Dentro de cinco semanas estaremos en la víspera de las elecciones nacionales. Quedan apenas 33 días antes de que comience la veda de publicidad y el desarrollo de la campaña ha dejado mucho que desear.
Sabemos que la lectura cuidadosa de los programas es poco frecuente y que tiene una incidencia escasa en las decisiones electorales de gran parte de la ciudadanía (no sólo en las de “la juventud”, como se dice a veces con menosprecio). Nadie sensato pretende que las campañas sean cursos académicos sobre los planes de gobierno de cada partido, pero tenemos derecho a reclamar, por el bien de la democracia, que las técnicas de comunicación política se usen para transmitir en forma accesible intenciones, propuestas y prioridades, a fin de que quede más claro lo que implica cada opción de voto.
Por el contrario, demasiado a menudo se aplican otros procedimientos de marketing que priorizan la adecuación de la oferta a la demanda o, peor aún, construyen mensajes totalmente basados en el estudio de lo que la gente quiere oír, con disimulo u ocultamiento de los verdaderos objetivos partidarios.
Así, por momentos parece que existieran importantes coincidencias entre quienes se disputan el gobierno nacional y sólo hubiera que optar entre matices de las mismas políticas, o elegir las características personales de quienes van a llevarlas adelante. Esto también se apoya en estudios de la opinión pública, según los cuales no hay grandes expectativas ni exigencias de cambios profundos, pero cabe preguntarse en qué medida estamos ante una causa o una consecuencia de que las propuestas electorales se hayan aproximado a la misma zona insulsa.
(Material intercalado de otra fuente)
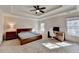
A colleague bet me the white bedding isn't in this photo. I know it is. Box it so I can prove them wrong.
[18,32,38,39]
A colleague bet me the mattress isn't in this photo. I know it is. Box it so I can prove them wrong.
[18,32,39,39]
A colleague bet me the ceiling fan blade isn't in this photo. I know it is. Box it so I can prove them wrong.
[31,10,36,11]
[40,10,44,13]
[40,7,46,9]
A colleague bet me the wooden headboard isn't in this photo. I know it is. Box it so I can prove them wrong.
[17,28,32,33]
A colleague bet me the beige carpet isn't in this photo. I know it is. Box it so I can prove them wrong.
[0,39,79,53]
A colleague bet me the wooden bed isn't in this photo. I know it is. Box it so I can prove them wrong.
[17,28,42,45]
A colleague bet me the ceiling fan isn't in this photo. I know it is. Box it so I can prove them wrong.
[31,5,46,14]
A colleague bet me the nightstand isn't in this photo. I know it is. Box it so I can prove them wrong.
[4,30,17,40]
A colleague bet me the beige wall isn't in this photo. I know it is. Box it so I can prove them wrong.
[0,11,4,44]
[4,16,37,30]
[40,12,79,42]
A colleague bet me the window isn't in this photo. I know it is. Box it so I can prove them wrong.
[67,18,79,37]
[40,23,45,32]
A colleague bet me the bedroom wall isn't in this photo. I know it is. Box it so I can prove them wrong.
[39,12,79,43]
[4,16,37,30]
[0,11,4,44]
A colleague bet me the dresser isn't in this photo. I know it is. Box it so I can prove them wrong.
[4,29,17,40]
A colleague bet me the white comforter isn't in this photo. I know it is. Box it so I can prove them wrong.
[18,32,38,39]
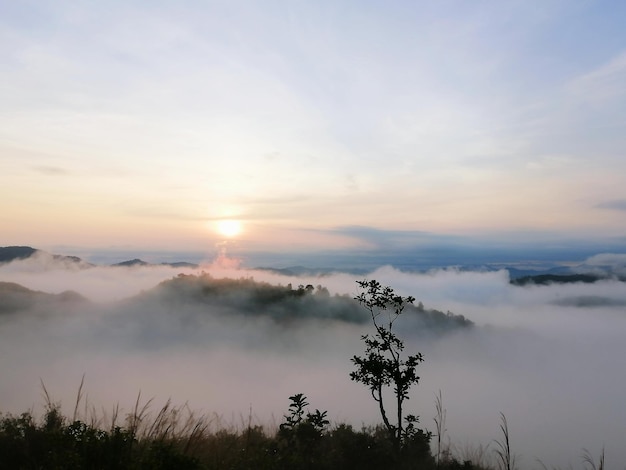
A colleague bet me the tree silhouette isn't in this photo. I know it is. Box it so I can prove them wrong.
[350,280,424,449]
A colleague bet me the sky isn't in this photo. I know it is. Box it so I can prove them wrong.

En todo caso, hay datos que cuestionan la pertinencia del modo en que los partidos están encarando su comunicación política.
En primer lugar, es un hecho que la sociedad uruguaya afronta problemas que requieren medidas nuevas y potentes, como los vinculados con la pobreza, la desigualdad, la calidad del empleo, el déficit de vivienda, las insuficiencias de los sistemas de salud y de seguridad social, el avance del crimen organizado o la necesidad de diversificar la producción para ganar nuevos y mejores mercados, en vez de limitarnos a buscar más compradores para los mismos productos básicos.
En segundo lugar, los partidos saben bien que hay conflictos de fondo entre los intereses que cada uno defiende, aunque traten de señalar sus diferencias de manera indirecta, cargando de sentido dramático asuntos de poca trascendencia, en vez de debatir con firmeza acerca de cuestiones cruciales para el país.
Por último, las propias encuestas indican un considerable descontento con el desarrollo de la campaña. En una realizada por la Usina de Percepción Ciudadana a comienzos de este mes, sólo la quinta parte de las personas consultadas consideró bueno o muy bueno ese desarrollo, y quedó en evidencia que existe interés en discusiones sobre las propuestas para que mejoren la seguridad, la economía y el trabajo.
La fortaleza del sistema partidario uruguayo tiene mucho que ver con su diversidad, y esconderla lo debilita.